Meanwhile, Tigers top catching prospect Dillon Dingler — the No. 4 prospect on MLB Pipeline’s list of the Top 30 Tigers prospects — is expected to open the season at Double-A Erie, where the former second-round Draft pick from Ohio State spent the second half of last season. The Tigers want him to work on his hitting approach and defense before promoting him to Triple-A Toledo and placing him on the doorstep to the Majors.

The Tigers have had a revolving door at catcher ever since parting ways with James McCann following the 2018 season. Barnhart, who has spent Spring Training building a rapport with the Tigers’ rotation of young starters, could be the exception.

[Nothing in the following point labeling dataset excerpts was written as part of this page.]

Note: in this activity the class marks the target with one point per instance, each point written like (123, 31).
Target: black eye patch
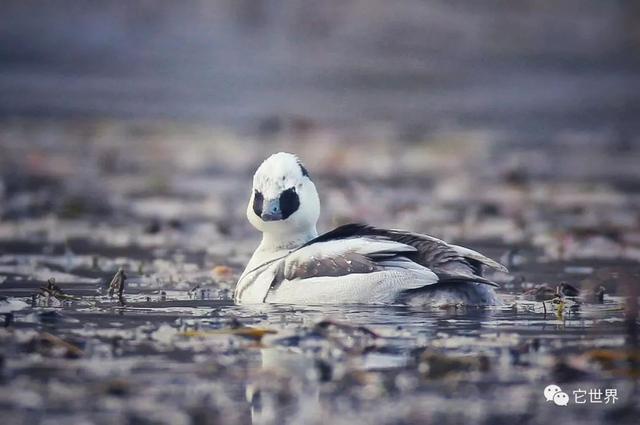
(289, 202)
(258, 200)
(303, 169)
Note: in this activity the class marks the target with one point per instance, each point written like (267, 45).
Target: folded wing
(354, 270)
(450, 263)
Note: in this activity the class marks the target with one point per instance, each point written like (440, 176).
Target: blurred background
(533, 64)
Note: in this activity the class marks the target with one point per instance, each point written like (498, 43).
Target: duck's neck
(288, 241)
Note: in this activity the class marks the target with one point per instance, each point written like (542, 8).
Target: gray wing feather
(451, 263)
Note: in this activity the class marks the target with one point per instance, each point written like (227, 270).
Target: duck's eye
(258, 200)
(289, 202)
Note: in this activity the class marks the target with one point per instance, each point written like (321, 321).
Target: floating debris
(116, 286)
(53, 290)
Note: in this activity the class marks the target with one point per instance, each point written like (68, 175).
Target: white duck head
(284, 203)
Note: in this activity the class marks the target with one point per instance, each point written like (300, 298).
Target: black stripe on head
(303, 169)
(258, 200)
(289, 202)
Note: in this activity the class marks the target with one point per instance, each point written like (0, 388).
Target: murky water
(166, 203)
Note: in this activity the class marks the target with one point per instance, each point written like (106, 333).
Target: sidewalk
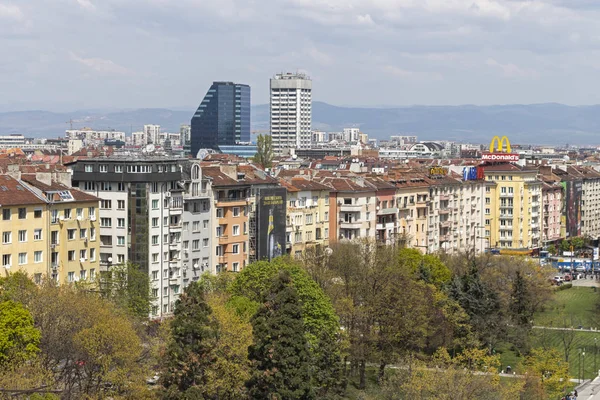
(590, 390)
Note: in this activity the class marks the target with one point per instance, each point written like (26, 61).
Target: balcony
(388, 225)
(235, 201)
(350, 208)
(351, 225)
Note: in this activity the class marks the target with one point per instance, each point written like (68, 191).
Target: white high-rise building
(291, 112)
(152, 133)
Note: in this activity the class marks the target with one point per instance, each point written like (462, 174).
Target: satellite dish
(202, 153)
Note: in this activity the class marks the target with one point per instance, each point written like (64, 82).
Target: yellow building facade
(48, 230)
(512, 208)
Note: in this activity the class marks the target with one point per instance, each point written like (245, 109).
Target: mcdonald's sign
(500, 150)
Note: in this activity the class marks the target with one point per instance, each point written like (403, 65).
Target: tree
(264, 151)
(226, 377)
(279, 352)
(550, 371)
(19, 339)
(128, 287)
(190, 351)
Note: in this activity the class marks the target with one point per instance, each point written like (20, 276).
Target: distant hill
(537, 123)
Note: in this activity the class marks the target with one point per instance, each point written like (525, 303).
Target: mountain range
(549, 123)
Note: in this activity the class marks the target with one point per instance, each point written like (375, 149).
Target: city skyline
(457, 52)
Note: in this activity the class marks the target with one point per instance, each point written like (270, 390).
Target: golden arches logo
(498, 144)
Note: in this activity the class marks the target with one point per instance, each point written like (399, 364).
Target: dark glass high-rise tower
(223, 117)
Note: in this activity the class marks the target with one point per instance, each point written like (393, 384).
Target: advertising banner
(270, 216)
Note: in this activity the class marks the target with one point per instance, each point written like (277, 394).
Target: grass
(574, 307)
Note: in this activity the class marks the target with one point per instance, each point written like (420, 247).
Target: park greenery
(358, 321)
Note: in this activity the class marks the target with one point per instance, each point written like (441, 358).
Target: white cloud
(409, 74)
(511, 70)
(101, 66)
(10, 11)
(87, 4)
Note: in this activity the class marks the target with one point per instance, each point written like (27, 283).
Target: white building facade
(291, 111)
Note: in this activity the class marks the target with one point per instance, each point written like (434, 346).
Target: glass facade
(223, 117)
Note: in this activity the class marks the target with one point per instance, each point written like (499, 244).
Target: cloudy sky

For his part, Barnhart said there’s no urgency to get a deal done.

“If something happens during the season, great,” he said. “If they wait until the offseason, great. If it’s done before Opening Day, it’d be a shock to me at this point, but it would be great.”

Pineda to open season in Toledo
Michael Pineda learned a bit of Midwestern geography when he signed with the Tigers a couple weeks ago.

He knew that, with his work visa process delaying his debut, he probably wouldn’t be ready to open the season with Detroit, and that he’d have to build up his pitch count somewhere first. He wasn’t sure where.

“I’ve never pitched in Toledo. I was a little nervous the first time they said, ‘You’ll have to go to Toledo,’” Pineda said. “I said, ‘Toledo? I don’t know where Toledo is.’ And they said, ‘No, no, no, Toledo is 45 minutes. It’s easy.’ I’m good with that.”

Thus, for at least his first start in the Tigers organization, Pineda will be a Mud Hen pitching at Fifth Third Field, where they open the season with six games against Rochester April 5-10. He could get a second start there before he joins the Tigers rotation.

Pineda will make one appearance for the Tigers in Spring Training, pitching in relief Saturday against the Orioles once starter Eduardo Rodriguez has finished his outing.

Pineda made one Triple-A appearance last year, a rehab start for St. Paul amidst an injured-list stint with the Twins. Since his current situation doesn’t involve an injury, the Tigers couldn’t send Pineda on a rehab assignment. However, he still has a Minor League option left despite eight-plus seasons in the Majors. He has enough big league time that he had to approve the assignment, but that was discussed during negotiations.

“I was not surprised. I knew I was signing a little bit late, and Spring Training is short,” Pineda said. “I knew at some point I’d have to pitch in a Minor League game. They gave me the opportunity to go to Toledo and build up my pitches. It’s good, because it’s a Triple-A team. They’re going to have good hitters. I want to work and try to be ready.”

Manning works on curveball
Three times, Matt Manning tried to finish off Lourdes Gurriel Jr. with a curveball after putting him in an 0-2 count. Each time, Gurriel watched the breaking ball drop out of the zone, running the count full before he sent a fastball deep to left for a second-inning solo homer.

It was that kind of day for Manning in his third of four starts this Spring Training. The right-hander allowed three runs in three-plus innings with two walks and three strikeouts, but went with an array of pitches to try to sharpen his arsenal. His 67 pitches included 12 sliders and 13 curveballs to go with 24 sinkers and 13 fastballs. The curve drew five called strikes but only one swing, that for a foul ball.

“I kind of liked where all my pitches were at today,” Manning said. “I threw some really good curveballs. I think my next step is getting those swings and misses when I get guys into two strikes. I got a lot of guys deep into those counts, and I just have to put them away.”